-Por los años sesenta se comentaba en el corrillo de los poetas habaneros, más en serio que en broma, el episodio idílico que vivió de adolescente José Lezama Lima, uno de los escritores más importantes de Cuba, con Nicanor Mac Partland, conocido como Julio Antonio Mella.
Mella fue un destacado líder comunista en la década del veinte, que, como consecuencia de su carácter rebelde, nada apegado a la línea oficial de su partido, fue víctima de intrigas, calumnias, prejuicios raciales, envidia y odio.
Estas razones, más lo que dicen los documentos secretos del Kremlin, relacionados con Mella, que fueron desclasificados a partir del derrumbe del campo socialista, han servido para que los historiadores de hoy admitan que quien mandó a asesinar a Mella no fue el dictador cubano Gerardo Machado, como se sigue diciendo en Cuba, sino el propio José Stalin, culpable de millones de muertes.
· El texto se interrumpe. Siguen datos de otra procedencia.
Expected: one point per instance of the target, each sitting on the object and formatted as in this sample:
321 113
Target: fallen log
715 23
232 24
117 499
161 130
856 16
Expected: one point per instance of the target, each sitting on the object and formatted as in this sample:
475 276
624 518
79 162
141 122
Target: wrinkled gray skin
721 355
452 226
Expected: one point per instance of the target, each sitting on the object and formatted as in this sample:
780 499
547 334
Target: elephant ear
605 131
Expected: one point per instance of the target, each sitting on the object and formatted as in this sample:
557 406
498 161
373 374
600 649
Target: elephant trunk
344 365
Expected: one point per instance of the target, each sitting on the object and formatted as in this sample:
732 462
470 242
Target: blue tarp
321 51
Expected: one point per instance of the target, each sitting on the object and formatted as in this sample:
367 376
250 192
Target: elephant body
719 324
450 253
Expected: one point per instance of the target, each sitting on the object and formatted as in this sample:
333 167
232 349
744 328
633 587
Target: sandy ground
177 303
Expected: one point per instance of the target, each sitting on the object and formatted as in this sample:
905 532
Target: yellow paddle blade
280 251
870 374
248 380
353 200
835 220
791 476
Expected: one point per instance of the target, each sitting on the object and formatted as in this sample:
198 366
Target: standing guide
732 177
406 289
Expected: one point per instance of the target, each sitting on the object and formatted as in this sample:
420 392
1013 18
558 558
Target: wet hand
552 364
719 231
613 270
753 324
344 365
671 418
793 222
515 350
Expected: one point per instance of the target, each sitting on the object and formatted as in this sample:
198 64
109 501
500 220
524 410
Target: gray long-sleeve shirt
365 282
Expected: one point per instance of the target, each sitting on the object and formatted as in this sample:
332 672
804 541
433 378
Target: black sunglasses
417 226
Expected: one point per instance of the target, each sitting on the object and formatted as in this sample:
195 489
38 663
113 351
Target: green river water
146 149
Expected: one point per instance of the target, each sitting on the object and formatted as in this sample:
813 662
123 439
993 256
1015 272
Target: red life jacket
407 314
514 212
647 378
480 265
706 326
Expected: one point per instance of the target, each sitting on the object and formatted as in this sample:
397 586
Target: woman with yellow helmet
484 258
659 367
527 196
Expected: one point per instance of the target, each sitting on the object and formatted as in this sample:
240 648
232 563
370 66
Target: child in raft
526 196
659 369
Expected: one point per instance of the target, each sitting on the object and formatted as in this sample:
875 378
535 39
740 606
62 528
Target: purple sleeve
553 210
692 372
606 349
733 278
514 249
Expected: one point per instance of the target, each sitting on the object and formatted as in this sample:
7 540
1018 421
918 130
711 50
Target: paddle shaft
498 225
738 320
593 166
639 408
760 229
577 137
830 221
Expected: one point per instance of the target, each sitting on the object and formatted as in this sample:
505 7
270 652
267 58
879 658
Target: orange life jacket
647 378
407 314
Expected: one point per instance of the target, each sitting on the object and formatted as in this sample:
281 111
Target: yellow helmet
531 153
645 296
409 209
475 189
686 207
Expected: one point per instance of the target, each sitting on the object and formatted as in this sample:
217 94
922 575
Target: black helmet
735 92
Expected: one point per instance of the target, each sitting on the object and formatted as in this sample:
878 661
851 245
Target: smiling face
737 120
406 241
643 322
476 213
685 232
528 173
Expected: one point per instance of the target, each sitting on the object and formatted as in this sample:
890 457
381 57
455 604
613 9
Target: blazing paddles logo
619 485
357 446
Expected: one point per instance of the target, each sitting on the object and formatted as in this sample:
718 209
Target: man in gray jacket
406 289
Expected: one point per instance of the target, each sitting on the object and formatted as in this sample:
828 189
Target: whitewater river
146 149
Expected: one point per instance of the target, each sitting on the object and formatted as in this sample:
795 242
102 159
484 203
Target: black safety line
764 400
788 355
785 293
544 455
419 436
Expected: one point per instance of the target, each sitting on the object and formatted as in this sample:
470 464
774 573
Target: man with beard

Lezama contó que cuando él tenía catorce años, Mella le inspiró una gran admiración, una fascinación que nunca pudo olvidar, un gran asombro por su arrojo y valentía, ingredientes que sin duda dan paso al amor en un corazón adolescente.
Un día que visité sola a Lezama, tres años antes de su muerte, sin la compañía de Ciro Bianchi, su fiel entrevistador, que me había llevado a su casa con anterioridad, le pregunté sobre Mella.
Me miró a los ojos, tal vez un poco sorprendido con la pregunta, y exclamó: “Fue el símbolo sexual más carismático de aquellos momentos, con su perfil voluptuoso de Apolo habanero”.
Me hubiera gustado escuchar de sus propios labios todo lo concerniente a su historia con Mella, pero no me atreví a preguntarle más.
En muchas ocasiones, Lezama había narrado en entrevistas los recuerdos que tenía de Mella. Y a sus más íntimos, había dicho que nunca pudo olvidar a aquel muchacho alto, de extraordinaria belleza física, musculoso, de carácter jovial, tan valiente como un dios homérico. Incluso, comentaba los trabajos periodísticos que Mella publicó en las revistas universitarias, escritos en un lenguaje claro y dinámico, firmados como Lord Mac Partland.
Contó en las entrevistas cómo a los 14 años, con una acentuada curiosidad en su pubertad, vio a Mella por primera vez al frente de una manifestación estudiantil, por la calle San Lázaro, y escuchó sus gritos contra el dictador Gerardo Machado. Lo vio como un relámpago, empujando a sus compañeros para que avanzaran con valor. Por último, escondido Lezama en una cigarrería, vio al joven convertido en arquero diestro, cuando lanzó una soga al cuello de la estatua en bronce de Alfredo Zayas, y tiró con fuerza, para derribarla, mientras todos huían despavoridos y dejándolo solo a merced de la policía.
Lezama vio a Mella muchas veces más en la Universidad, muy de cerca. Se encontró con su mirada, para él, de dios protector de mancebos. En la Sociedad de Torcedores de La Habana, cerca de la casa donde vivía, el poeta vio a Mella por última vez. Como le ocurriera al Titán de Bronce, Antonio Maceo, Lezama recordaba que también a Mella se le hinchaban las venas del cuello en los discursos, ¨…con su gran fuego comunicante, exaltado y vehemente¨.
Al poco tiempo, Mella marchó a México. El poeta tenía entonces quince años. Nunca más lo vio. Seguramente le hubiera gustado haber sido su oráculo y profetizar todo lo por venir, alertarlo del peligro que corría cuando criticó a la sociedad de Stalin y los métodos de la Internacional.
Supo que Mella, uno de los ídolos más vivos y perennes de su juventud, había sido asesinado en una calle de México, con apenas 29 años. Tiempo después, es muy posible que Lezama lo haya visto de nuevo en un periódico, como lo vi yo, todo vestido de negro, negro también su sombrero de alas anchas de fieltro, y con su misma mirada, viril y seductora, de conspirador misterioso.